“A causa dell’ingresso di grandi sponsor sulla scena del calcio, sembra che il denaro abbia spostato i pali delle porte” – Enzo Bearzot Esisteva l’allenatore giramondo. Un esempio è Tomislav Ivic. Il croato, prima jugoslavo, ha influenzato il calcio europeo contemporaneo: fisicità, prestanza atletica e forte senso del sistema di gioco. Ma oggi esiste anche il calciatore giramondo.

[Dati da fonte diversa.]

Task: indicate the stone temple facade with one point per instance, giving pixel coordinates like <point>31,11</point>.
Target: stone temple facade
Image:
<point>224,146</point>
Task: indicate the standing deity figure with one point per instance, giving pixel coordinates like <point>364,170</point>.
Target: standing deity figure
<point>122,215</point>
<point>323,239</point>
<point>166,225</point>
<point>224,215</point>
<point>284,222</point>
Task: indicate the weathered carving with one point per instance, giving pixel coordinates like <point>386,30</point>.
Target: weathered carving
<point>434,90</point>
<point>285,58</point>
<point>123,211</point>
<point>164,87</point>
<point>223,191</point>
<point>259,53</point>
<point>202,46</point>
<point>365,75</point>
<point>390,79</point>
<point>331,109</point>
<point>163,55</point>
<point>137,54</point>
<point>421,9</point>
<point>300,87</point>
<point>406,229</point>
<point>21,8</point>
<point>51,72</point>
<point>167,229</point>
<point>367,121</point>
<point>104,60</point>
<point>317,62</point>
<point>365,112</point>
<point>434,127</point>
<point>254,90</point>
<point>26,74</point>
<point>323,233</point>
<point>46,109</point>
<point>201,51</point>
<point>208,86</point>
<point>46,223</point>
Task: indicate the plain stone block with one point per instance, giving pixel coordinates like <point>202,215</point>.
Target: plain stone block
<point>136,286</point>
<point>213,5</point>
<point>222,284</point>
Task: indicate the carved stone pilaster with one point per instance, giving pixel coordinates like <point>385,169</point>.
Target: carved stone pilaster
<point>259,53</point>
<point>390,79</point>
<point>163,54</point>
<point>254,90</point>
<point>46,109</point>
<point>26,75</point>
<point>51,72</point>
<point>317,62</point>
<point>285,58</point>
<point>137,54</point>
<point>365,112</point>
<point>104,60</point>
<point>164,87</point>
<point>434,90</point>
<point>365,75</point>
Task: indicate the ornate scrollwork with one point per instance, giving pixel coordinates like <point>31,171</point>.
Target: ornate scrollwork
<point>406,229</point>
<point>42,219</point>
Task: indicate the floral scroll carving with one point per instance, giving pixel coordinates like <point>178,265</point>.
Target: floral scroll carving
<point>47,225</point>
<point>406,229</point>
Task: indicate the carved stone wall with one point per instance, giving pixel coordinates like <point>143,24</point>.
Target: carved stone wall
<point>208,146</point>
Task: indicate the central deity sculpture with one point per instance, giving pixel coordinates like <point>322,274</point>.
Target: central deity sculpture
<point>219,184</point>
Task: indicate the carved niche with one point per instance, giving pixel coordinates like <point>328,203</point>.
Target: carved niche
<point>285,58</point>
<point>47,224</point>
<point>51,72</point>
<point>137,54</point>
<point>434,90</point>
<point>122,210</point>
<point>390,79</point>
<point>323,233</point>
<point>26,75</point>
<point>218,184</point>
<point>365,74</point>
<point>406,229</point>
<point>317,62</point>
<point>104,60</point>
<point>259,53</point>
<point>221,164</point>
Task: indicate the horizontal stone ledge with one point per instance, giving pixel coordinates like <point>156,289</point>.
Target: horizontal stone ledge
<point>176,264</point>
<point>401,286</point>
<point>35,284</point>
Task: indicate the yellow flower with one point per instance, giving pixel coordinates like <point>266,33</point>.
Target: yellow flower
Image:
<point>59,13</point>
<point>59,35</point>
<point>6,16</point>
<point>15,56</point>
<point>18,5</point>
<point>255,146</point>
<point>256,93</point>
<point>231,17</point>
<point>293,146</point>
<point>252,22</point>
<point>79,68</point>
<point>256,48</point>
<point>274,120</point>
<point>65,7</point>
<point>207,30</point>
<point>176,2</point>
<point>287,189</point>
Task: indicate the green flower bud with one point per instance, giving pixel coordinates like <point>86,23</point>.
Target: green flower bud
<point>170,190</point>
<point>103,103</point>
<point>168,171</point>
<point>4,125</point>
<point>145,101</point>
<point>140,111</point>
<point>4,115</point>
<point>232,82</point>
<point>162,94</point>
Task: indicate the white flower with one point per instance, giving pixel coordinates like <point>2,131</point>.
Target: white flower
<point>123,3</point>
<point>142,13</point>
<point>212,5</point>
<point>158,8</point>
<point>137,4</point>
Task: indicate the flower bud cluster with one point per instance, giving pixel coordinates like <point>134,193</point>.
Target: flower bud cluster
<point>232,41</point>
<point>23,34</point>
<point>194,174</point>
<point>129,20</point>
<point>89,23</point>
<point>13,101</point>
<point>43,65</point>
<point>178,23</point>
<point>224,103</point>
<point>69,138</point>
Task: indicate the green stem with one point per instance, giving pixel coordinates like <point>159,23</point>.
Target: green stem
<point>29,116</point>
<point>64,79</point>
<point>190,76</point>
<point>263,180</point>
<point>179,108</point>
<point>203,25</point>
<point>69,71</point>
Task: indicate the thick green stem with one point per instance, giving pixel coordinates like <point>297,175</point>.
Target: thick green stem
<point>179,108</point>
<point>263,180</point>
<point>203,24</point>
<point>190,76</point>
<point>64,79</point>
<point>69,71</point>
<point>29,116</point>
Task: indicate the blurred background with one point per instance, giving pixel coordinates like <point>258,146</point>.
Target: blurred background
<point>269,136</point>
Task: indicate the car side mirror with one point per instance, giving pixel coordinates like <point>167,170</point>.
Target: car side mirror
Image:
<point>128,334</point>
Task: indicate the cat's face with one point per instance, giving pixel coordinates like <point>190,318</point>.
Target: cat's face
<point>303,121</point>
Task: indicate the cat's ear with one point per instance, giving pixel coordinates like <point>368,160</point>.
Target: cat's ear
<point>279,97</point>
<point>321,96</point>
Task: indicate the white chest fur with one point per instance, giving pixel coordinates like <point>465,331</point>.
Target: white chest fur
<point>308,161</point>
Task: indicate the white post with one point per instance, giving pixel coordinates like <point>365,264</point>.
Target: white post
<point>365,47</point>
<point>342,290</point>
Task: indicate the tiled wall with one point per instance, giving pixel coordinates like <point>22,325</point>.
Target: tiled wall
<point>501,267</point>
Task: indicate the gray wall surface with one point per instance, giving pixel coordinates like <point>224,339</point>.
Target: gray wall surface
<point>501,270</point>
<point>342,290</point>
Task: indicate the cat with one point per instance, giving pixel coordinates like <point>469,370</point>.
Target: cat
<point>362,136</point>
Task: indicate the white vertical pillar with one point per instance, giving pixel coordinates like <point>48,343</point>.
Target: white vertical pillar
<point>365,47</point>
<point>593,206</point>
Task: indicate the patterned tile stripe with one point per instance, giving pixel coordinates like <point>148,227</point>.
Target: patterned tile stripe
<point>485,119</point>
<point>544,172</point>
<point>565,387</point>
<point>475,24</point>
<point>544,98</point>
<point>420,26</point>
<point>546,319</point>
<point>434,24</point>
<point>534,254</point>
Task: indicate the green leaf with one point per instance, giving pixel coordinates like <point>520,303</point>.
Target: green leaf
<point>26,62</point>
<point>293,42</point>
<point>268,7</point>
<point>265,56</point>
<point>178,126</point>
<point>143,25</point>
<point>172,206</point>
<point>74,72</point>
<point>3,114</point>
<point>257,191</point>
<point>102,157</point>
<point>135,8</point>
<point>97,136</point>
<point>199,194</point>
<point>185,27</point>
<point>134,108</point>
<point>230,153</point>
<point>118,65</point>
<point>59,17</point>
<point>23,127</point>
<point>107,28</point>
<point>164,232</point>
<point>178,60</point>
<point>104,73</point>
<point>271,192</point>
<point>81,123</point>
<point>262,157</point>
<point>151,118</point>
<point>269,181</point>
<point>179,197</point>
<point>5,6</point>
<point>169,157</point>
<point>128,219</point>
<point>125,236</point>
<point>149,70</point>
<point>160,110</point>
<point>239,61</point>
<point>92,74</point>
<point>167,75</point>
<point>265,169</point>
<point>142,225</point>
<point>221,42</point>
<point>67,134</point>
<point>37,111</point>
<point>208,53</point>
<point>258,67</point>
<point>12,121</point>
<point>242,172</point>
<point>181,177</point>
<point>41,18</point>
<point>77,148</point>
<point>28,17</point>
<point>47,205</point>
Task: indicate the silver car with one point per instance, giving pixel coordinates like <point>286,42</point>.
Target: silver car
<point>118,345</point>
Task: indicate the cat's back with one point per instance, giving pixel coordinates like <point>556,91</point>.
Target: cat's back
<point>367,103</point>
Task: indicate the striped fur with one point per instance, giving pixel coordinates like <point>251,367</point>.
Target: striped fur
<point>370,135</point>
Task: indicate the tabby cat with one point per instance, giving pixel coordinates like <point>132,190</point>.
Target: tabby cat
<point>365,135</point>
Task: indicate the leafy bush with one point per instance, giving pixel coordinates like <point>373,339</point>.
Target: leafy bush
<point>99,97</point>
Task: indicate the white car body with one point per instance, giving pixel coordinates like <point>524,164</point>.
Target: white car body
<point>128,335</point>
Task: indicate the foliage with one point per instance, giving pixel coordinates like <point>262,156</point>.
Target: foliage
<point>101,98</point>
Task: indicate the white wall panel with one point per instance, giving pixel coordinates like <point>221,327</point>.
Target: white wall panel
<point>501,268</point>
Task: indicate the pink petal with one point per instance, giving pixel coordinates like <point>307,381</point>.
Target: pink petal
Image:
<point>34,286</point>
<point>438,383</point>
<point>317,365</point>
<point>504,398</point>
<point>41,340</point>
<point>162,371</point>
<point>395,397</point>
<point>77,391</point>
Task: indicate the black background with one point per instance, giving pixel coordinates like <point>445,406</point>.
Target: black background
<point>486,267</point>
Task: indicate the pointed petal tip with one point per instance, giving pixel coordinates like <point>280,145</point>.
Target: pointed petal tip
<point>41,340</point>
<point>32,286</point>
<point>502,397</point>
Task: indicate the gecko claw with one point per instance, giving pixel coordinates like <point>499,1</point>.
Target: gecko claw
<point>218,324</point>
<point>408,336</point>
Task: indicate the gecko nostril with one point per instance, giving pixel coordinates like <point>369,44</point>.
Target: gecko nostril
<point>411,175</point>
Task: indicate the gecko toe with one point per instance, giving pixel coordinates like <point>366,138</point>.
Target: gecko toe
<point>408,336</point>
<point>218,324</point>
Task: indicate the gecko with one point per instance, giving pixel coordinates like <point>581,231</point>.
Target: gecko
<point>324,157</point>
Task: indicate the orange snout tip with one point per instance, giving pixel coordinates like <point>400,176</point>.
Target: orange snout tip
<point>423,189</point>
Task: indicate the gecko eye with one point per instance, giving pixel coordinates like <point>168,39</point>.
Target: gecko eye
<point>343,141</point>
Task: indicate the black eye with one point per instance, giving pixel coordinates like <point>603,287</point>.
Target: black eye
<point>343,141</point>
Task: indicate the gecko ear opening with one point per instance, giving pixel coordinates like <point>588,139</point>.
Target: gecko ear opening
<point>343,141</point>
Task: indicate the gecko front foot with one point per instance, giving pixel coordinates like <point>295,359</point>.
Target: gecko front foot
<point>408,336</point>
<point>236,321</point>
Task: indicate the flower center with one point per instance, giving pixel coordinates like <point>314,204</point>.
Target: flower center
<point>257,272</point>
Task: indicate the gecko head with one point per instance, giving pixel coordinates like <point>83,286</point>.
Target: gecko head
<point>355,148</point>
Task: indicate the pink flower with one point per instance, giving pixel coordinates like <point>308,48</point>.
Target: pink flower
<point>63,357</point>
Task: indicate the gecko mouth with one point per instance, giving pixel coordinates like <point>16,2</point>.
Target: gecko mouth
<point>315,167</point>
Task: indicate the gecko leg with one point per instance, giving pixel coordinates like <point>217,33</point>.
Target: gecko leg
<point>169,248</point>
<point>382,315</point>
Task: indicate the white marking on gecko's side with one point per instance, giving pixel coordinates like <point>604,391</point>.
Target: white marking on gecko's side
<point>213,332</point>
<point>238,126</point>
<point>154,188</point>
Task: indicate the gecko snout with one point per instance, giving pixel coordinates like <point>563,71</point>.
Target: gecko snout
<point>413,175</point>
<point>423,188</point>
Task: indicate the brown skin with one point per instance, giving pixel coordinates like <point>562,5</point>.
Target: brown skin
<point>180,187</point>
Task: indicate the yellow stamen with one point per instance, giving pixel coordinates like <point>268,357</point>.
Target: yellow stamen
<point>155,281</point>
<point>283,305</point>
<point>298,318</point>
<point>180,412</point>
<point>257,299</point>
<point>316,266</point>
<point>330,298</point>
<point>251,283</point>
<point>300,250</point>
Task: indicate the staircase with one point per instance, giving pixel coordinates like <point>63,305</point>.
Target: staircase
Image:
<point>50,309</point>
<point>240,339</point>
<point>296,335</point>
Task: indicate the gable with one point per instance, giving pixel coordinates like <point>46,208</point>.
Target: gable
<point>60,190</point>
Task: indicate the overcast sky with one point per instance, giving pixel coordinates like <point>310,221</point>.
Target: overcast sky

L’ignoranza è uno stato, non una condizione. Non passa, resta

Il calciatore giramondo si sviluppò con l’avvento del calcio nei ceti più bassi. Il problema non è il denaro stesso, ma la concezione che si ha di questa “unità di misura”, termine espresso dal noto economista e filosofo Karl Marx. Unità di misura di tutte le cose, perché anche il solo palesarsi d’un pensiero, proviene dalla miscela di cui siamo composti. In quanto nulla legato a noi, può staccarsi da noi. A parte la filosofia “barata”, come direbbe Bielsa, l’idea dello spettacolo è da sempre insita negli uomini di potere. In qualche modo devono “oziare”. E nulla cambia. I ceti esistono e non possiamo scambiare il nostro con un altro. In India hanno ragione sotto questo punto di vista. Il problema, pure qui, è che noi europei non ce ne rendiamo conto. L’idea del calciatore come professione non è europea. Gli Aztechi furono i primi a concepirla, ovviamente nel loro gioco della palla e non nel calcio. Anche in questo caso: solo i nobili potevano intraprendere una carriera del genere. Essere mercanti porta ad imbattersi in culture differenti. L’idea dell’europeo è sempre stata: inglobare e spacciare come di sua proprietà. Ne è un esempio la facilità con cui 12 club hanno trovato una scusa per creare la Super Lega. Quindi, la nobiltà europea continua a contraddistinguersi con l’avidità e i vizi.

Il Calciomercato

Il fantomatico calciomercato è in realtà il mercato delle prestazioni del proprio corpo, ma non a farlo esprimere con la palla. In realtà è un marchio quello che si acquista. Un puro oggetto economico. Il calciatore ci arriva, diciamo, con le proprie capacità. Ci arriva e basta ad essere professionista. Rimanerci è un altro lavoro. Ci sono trattative in corso? Vlahovic, Milenkovic. Giocatori in scadenza hanno giocato? Eysseric, Caceres, Ribery. Ad un certo punto, se le doti del calciatore hanno valore, si palesa la figura del procuratore. Colui che gestisce l’immagine e, per ciò, l’oggetto stesso del mercato. Colui che garantisce il denaro e il posto. Una sorta di Agenzia del Lavoro. Ecco, questo mestiere è spostare da un luogo ad un altro una “cosa”. Una cosa che porta applausi e blasone. Soprattutto, porta nomea e, in certi casi, boom mediatico. Veder giocare, durante l’ultima partita a Crotone, dei giocatori in scadenza di contratto, o che hanno nome, ma non hanno detto la loro alla Fiorentina, è nella norma. Sono accordi di acquisto e vendita. Il giocatore fa una sorta di passerella espositiva. Cessioni inattese e prolungamenti contrattuali che slittano lo sono altrettanto. Perché 21 gol sono abbastanza per far attrarre l’attenzione e chiedere, grazie alla giovane età che rende promettente, delle vetrine più lussuose. Dunque, come ogni altro bene di consumo, poiché il calciatore invecchia, si usura, i veloci cambiamenti di casacca sono un effetto di questa idea ormai entrata nell’uso comune. In futuro forse vedremo anche dei calciatori usa e getta.